Patrick turned toward him. “What?”
“Your trunk,” the clerk repeated. “It has been found and brought up to your room.”
They both looked at Patrick expectantly. As if finding his trunk was the most amazing thing that could have happened to him. Perhaps it would have been, if they had found it a moment earlier. But now Patrick realized he no longer cared.
CHAPTER THREE
After seeing Schoville and the crates off to London, Linley took breakfast in the hotel garden. She sat in a wicker basket chair, eating croissants with fresh jam and drinking orange juice. French breakfasts were better than their heavy English counterparts, and she always looked forward to spending time in a French colony.
It suddenly crossed her mind as odd that, as an English girl, she’d been around the world, been to almost all of the British colonies, but not to England itself. Never been to London. Never seen the British Museum, even though her livelihood depended on it.

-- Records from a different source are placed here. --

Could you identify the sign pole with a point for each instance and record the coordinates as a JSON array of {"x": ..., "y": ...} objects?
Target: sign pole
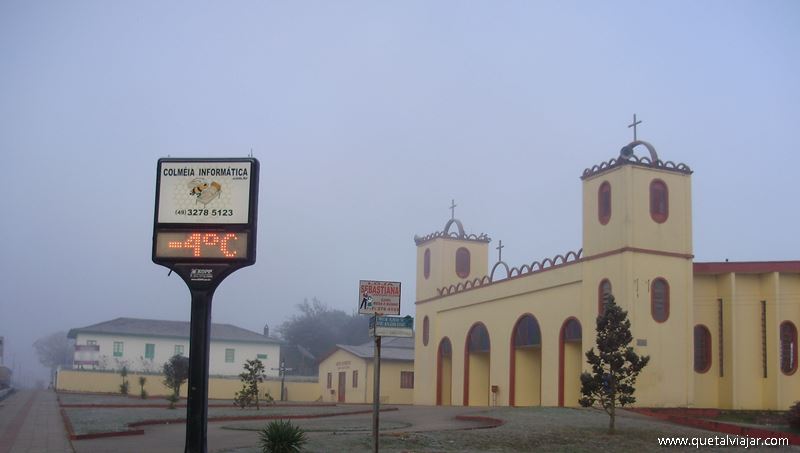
[
  {"x": 376, "y": 399},
  {"x": 197, "y": 392},
  {"x": 204, "y": 229}
]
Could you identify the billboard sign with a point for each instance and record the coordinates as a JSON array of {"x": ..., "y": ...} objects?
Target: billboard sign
[
  {"x": 391, "y": 326},
  {"x": 378, "y": 297}
]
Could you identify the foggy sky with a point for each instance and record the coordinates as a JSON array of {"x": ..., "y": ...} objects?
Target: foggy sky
[{"x": 368, "y": 118}]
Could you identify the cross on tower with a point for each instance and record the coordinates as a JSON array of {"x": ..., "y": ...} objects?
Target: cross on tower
[{"x": 633, "y": 125}]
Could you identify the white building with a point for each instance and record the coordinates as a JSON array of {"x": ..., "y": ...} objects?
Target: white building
[{"x": 146, "y": 344}]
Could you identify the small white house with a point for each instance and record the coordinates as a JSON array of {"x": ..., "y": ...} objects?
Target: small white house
[{"x": 146, "y": 344}]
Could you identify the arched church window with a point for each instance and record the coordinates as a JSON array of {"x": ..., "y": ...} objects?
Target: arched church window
[
  {"x": 527, "y": 333},
  {"x": 659, "y": 201},
  {"x": 788, "y": 333},
  {"x": 426, "y": 264},
  {"x": 478, "y": 339},
  {"x": 659, "y": 300},
  {"x": 603, "y": 291},
  {"x": 572, "y": 330},
  {"x": 445, "y": 348},
  {"x": 702, "y": 349},
  {"x": 604, "y": 203},
  {"x": 462, "y": 262}
]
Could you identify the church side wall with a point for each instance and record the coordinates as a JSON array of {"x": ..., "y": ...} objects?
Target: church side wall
[
  {"x": 706, "y": 313},
  {"x": 787, "y": 387},
  {"x": 551, "y": 296}
]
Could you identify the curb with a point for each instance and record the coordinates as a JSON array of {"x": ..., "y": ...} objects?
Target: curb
[
  {"x": 134, "y": 432},
  {"x": 682, "y": 417}
]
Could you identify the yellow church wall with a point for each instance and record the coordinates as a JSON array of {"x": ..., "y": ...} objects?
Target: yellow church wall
[
  {"x": 743, "y": 385},
  {"x": 630, "y": 224},
  {"x": 479, "y": 391},
  {"x": 551, "y": 297},
  {"x": 787, "y": 387},
  {"x": 769, "y": 291},
  {"x": 746, "y": 333},
  {"x": 726, "y": 290},
  {"x": 666, "y": 381},
  {"x": 528, "y": 371},
  {"x": 443, "y": 264},
  {"x": 631, "y": 251},
  {"x": 706, "y": 312}
]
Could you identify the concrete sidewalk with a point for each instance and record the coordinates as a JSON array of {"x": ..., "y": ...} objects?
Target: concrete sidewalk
[{"x": 30, "y": 422}]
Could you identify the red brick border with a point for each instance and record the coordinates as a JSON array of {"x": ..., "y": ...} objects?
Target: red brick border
[
  {"x": 490, "y": 422},
  {"x": 134, "y": 432}
]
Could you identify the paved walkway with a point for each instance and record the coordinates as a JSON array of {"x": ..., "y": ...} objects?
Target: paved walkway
[
  {"x": 170, "y": 438},
  {"x": 30, "y": 422}
]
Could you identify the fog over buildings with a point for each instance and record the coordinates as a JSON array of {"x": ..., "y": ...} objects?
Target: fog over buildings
[{"x": 368, "y": 119}]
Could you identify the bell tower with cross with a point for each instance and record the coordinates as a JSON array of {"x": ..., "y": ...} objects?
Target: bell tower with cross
[
  {"x": 449, "y": 257},
  {"x": 637, "y": 245}
]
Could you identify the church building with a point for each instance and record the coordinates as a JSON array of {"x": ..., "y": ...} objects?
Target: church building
[{"x": 719, "y": 335}]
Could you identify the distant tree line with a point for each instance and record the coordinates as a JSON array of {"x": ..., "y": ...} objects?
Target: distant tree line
[{"x": 318, "y": 328}]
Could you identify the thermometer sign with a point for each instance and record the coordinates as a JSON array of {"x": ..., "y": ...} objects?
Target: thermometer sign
[
  {"x": 205, "y": 211},
  {"x": 201, "y": 244}
]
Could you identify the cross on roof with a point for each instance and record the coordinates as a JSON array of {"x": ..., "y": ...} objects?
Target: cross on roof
[{"x": 633, "y": 125}]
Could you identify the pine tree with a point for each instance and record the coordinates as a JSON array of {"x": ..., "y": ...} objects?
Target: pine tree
[
  {"x": 615, "y": 368},
  {"x": 253, "y": 374}
]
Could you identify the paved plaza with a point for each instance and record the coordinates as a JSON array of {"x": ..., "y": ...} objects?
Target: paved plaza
[{"x": 30, "y": 422}]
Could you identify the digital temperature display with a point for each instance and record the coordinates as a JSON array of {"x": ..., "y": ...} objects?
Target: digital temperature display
[{"x": 201, "y": 244}]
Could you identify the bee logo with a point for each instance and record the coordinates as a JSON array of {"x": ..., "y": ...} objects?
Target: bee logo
[{"x": 204, "y": 191}]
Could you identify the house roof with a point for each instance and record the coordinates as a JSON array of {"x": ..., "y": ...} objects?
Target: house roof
[
  {"x": 392, "y": 348},
  {"x": 170, "y": 329}
]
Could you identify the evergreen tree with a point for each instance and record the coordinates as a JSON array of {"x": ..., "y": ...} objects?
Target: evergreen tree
[
  {"x": 176, "y": 372},
  {"x": 615, "y": 368},
  {"x": 252, "y": 375}
]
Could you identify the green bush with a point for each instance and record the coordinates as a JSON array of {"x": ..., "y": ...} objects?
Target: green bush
[
  {"x": 173, "y": 398},
  {"x": 793, "y": 416},
  {"x": 281, "y": 436},
  {"x": 143, "y": 392}
]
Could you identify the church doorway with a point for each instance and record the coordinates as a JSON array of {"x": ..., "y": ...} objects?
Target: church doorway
[
  {"x": 570, "y": 359},
  {"x": 476, "y": 366},
  {"x": 525, "y": 388},
  {"x": 444, "y": 373}
]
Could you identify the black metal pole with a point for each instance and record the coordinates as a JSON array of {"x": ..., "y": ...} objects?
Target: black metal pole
[
  {"x": 197, "y": 392},
  {"x": 376, "y": 394}
]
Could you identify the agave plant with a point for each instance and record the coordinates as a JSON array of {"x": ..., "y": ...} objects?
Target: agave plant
[{"x": 281, "y": 436}]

“Penny for your thoughts,” Archie said, strolling across the lawn and taking the chair across from her.
“I was thinking that I’ve never been to London.”
“And you’re all the better for it.” He poured himself a glass of orange juice before continuing, “Besides, you have no business there.”
“But Schoville goes, and Reginald goes. Even you and Papa go,” Linley said. “I want to see the British Museum.”
“You practically have seen the British Museum—one piece at a time.”